About array names and addresses of arrays in C

Question

I had the following code :

#include<stdio.h>

void main()
{
    int * a;
    int arr[2];
    arr[1] = 213 ;
    arr[0] = 333 ;
    a = &arr ;
    printf("\narr %d",arr);
    printf("\n*arr %d",*arr);
    printf("\n&arr %d",&arr);

    printf("\n%d",a[1]);
}

On running this simple program i get the output as follows :

arr -1079451516
*arr 333
&arr -1079451516
213

Why is it that both arr and &arr give the same result ? I can understand that arr is some memory location and *arr or arr[0] is the value stored at the position, but why is &arr and arr same ?

Answer 1

arr is treated like a constant pointer, it evaluates to the memory address where your integer array is located. The memory location arr evaluates to cannot be changed. It does not make sense to ask for the address of arr, because there is no place in memory where this constant pointer is stored.

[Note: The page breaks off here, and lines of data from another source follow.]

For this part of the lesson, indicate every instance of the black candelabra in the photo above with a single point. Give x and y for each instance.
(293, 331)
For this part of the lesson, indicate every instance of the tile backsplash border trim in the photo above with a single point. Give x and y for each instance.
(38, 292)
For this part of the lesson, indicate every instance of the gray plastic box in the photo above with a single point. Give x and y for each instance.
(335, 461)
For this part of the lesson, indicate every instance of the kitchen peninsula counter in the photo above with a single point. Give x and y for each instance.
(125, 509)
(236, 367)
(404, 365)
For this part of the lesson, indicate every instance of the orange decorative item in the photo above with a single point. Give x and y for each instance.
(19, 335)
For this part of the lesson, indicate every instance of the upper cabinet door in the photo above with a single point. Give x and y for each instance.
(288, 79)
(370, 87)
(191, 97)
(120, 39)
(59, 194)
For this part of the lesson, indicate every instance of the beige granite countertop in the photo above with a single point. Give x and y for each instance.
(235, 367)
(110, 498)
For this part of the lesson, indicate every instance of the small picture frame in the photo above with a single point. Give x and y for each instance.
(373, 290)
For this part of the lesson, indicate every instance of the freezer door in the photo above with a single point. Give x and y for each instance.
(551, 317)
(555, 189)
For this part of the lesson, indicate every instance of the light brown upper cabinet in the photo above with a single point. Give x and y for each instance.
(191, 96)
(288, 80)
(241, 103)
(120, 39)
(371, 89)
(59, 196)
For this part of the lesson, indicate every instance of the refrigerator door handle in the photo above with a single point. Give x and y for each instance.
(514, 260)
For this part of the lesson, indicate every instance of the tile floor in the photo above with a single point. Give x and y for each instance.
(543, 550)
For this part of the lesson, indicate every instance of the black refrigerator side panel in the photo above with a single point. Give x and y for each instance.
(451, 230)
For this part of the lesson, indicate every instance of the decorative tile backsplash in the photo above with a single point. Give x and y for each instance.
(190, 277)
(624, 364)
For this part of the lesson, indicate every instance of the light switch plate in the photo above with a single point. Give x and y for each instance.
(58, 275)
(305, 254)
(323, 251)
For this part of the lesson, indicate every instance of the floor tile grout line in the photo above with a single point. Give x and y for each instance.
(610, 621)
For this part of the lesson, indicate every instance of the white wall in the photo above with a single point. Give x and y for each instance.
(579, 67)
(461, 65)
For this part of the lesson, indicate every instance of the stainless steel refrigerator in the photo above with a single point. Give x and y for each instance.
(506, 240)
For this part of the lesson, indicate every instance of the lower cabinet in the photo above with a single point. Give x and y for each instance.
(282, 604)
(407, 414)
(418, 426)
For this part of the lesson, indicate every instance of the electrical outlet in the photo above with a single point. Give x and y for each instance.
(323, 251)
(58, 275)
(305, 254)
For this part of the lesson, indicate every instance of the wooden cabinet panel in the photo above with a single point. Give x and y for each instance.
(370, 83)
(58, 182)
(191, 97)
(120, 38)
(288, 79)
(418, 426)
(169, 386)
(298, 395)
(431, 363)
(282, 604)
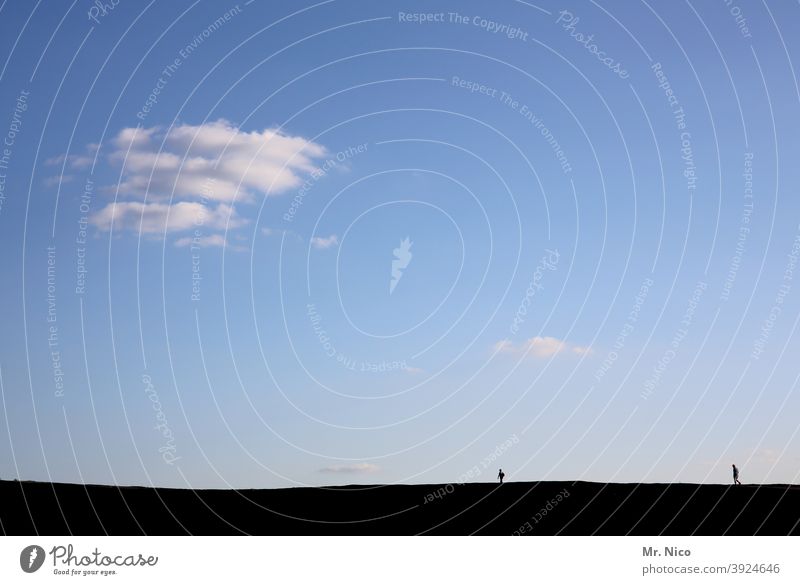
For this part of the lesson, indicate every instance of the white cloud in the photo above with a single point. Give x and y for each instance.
(355, 468)
(211, 241)
(212, 161)
(540, 347)
(321, 243)
(190, 175)
(155, 218)
(74, 161)
(58, 180)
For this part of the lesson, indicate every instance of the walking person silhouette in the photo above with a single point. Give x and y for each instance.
(736, 475)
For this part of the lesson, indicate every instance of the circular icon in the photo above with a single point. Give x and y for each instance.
(31, 558)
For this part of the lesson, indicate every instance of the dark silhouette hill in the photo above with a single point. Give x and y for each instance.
(541, 508)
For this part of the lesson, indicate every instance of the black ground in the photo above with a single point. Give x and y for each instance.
(542, 508)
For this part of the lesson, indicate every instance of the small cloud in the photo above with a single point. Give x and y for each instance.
(540, 347)
(72, 160)
(355, 468)
(212, 241)
(58, 180)
(324, 243)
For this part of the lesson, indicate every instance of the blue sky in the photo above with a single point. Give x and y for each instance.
(203, 216)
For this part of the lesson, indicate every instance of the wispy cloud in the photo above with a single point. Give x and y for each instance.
(200, 170)
(58, 180)
(211, 241)
(74, 161)
(321, 243)
(540, 347)
(355, 468)
(155, 218)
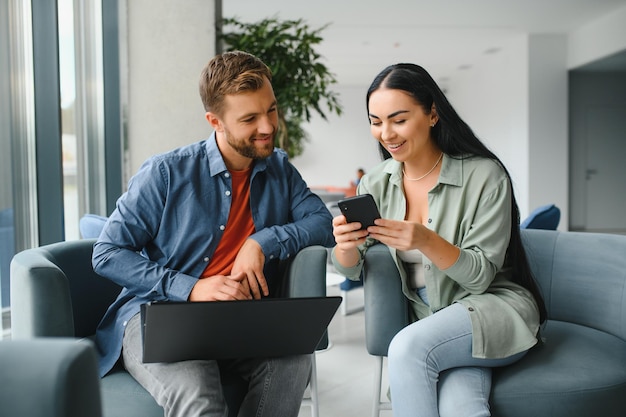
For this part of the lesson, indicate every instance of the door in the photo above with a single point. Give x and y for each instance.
(606, 169)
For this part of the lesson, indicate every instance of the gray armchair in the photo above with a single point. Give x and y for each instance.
(49, 378)
(580, 370)
(56, 293)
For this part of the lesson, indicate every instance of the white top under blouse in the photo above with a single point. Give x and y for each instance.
(412, 260)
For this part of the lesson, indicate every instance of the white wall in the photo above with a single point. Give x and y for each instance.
(548, 136)
(168, 45)
(493, 100)
(598, 39)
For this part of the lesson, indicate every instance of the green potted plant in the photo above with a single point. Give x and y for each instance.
(301, 81)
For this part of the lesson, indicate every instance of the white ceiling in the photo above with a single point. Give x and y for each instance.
(444, 36)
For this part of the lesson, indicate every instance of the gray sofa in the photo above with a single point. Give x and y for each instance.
(49, 378)
(56, 293)
(580, 369)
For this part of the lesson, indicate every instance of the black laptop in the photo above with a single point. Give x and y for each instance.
(270, 327)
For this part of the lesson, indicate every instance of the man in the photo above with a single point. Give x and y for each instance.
(209, 221)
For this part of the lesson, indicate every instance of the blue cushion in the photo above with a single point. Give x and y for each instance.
(349, 284)
(545, 217)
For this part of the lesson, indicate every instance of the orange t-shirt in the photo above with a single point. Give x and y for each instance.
(238, 227)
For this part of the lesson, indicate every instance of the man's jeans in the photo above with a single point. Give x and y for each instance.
(193, 388)
(432, 372)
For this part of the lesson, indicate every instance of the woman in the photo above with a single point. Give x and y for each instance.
(451, 222)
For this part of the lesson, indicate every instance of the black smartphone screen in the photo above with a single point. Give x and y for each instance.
(360, 208)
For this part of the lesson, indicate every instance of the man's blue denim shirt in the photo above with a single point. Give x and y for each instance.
(166, 227)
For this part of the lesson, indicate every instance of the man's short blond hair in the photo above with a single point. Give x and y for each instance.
(230, 73)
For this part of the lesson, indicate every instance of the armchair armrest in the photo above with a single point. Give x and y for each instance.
(306, 273)
(41, 304)
(386, 307)
(305, 276)
(49, 378)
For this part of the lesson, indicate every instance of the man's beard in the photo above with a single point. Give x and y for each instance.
(247, 148)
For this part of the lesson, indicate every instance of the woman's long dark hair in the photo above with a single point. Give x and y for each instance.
(456, 139)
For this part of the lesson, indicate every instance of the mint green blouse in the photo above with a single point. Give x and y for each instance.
(470, 207)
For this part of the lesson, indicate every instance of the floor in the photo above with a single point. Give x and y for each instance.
(345, 371)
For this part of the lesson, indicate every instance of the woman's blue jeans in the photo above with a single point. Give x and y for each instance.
(432, 372)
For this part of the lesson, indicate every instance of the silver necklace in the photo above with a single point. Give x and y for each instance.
(425, 175)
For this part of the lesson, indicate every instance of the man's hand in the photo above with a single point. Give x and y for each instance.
(250, 261)
(221, 288)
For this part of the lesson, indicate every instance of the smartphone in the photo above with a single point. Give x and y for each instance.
(360, 208)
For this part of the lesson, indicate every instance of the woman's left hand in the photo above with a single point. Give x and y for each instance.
(399, 234)
(407, 235)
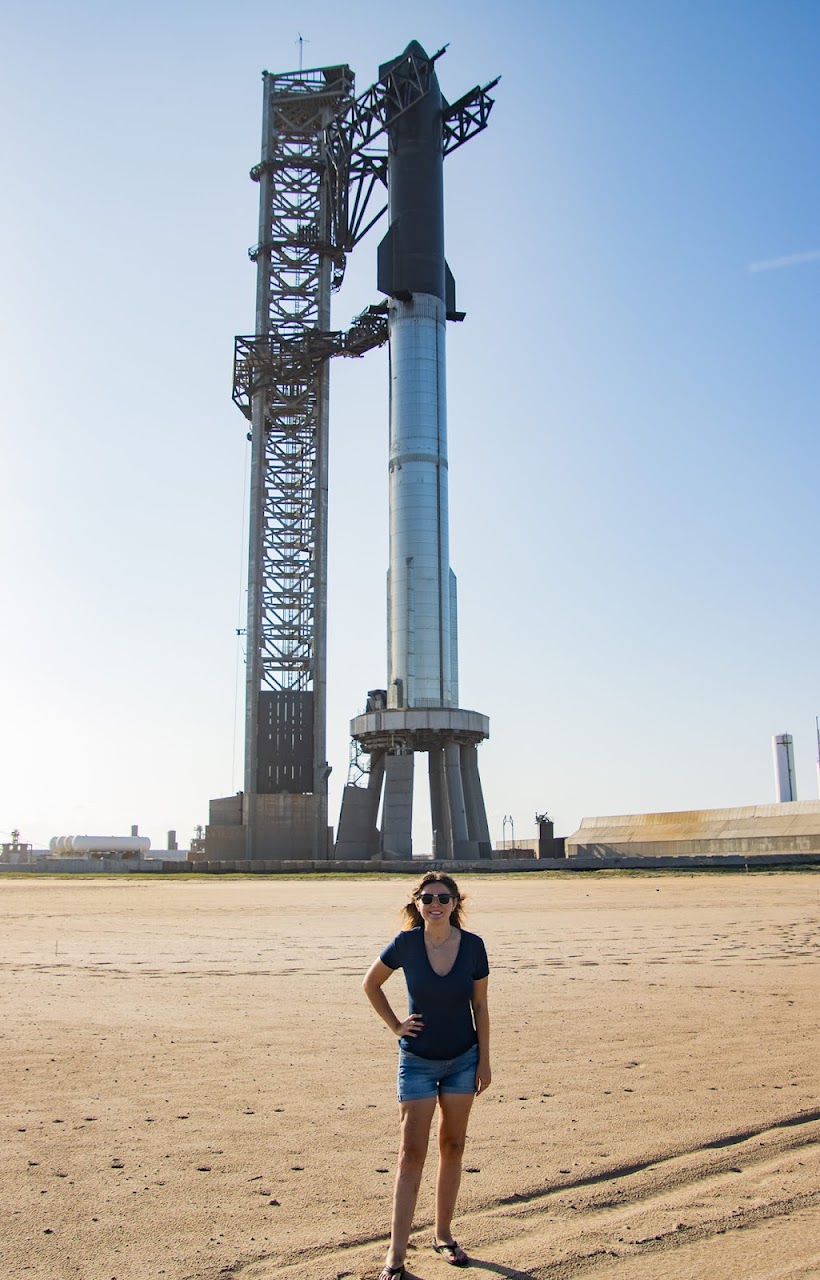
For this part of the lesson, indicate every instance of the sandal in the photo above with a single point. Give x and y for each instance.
(453, 1253)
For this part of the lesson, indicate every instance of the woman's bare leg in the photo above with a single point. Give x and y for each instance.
(452, 1133)
(415, 1119)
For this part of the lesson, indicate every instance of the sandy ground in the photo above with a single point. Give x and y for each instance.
(193, 1086)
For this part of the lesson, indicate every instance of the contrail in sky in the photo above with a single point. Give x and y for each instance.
(774, 264)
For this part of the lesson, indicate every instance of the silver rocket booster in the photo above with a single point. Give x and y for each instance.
(422, 712)
(422, 647)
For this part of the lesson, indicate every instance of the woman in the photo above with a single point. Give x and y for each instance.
(444, 1052)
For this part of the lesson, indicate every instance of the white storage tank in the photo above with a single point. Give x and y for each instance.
(81, 846)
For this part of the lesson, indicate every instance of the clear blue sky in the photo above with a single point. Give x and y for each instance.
(633, 401)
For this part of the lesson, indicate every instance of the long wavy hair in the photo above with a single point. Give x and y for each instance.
(411, 915)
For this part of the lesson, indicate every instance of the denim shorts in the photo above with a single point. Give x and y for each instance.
(427, 1077)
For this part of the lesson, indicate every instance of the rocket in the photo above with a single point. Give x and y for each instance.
(422, 713)
(422, 644)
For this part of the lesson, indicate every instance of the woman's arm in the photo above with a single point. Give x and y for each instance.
(374, 981)
(481, 1014)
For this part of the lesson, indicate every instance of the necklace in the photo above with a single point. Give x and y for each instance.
(438, 946)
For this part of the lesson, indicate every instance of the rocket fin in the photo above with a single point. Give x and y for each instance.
(385, 261)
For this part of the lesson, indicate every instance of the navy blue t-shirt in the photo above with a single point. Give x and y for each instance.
(444, 1002)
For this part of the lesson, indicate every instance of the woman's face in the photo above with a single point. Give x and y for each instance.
(436, 912)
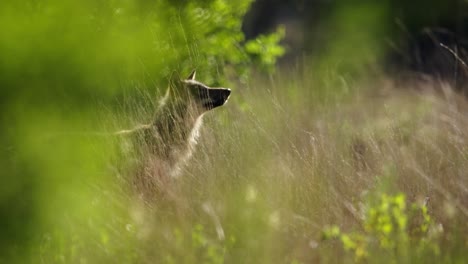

The non-constant pointer that you declared, a, is a location in memory that can hold a pointer (the location of something else in memory, in this case the start of the arr array). Therefore &a will evaluate to a memory address other than -1079451516. The pointer "a" has a memory address allocated for it because you could change a to point to something else, storing that address in the pointer a. arr can never be re-defined in this function so there is no need to store it in memory.

Answer 2

Almost any time you use an expression with array type, it immediately "decays" to a pointer to the first element. arr becomes a pointer with type int*, and this pointer is what's actually passed to printf. &arr is a pointer with type int (*)[2] (pointer to array of two ints). The two pointers have the same address, since they both point at the beginning of the array.

(One notable exception to the array-to-pointer conversion is in a sizeof argument.)

Answer 3

They're the same by definition (i.e. because the language designers chose them to mean the same thing.)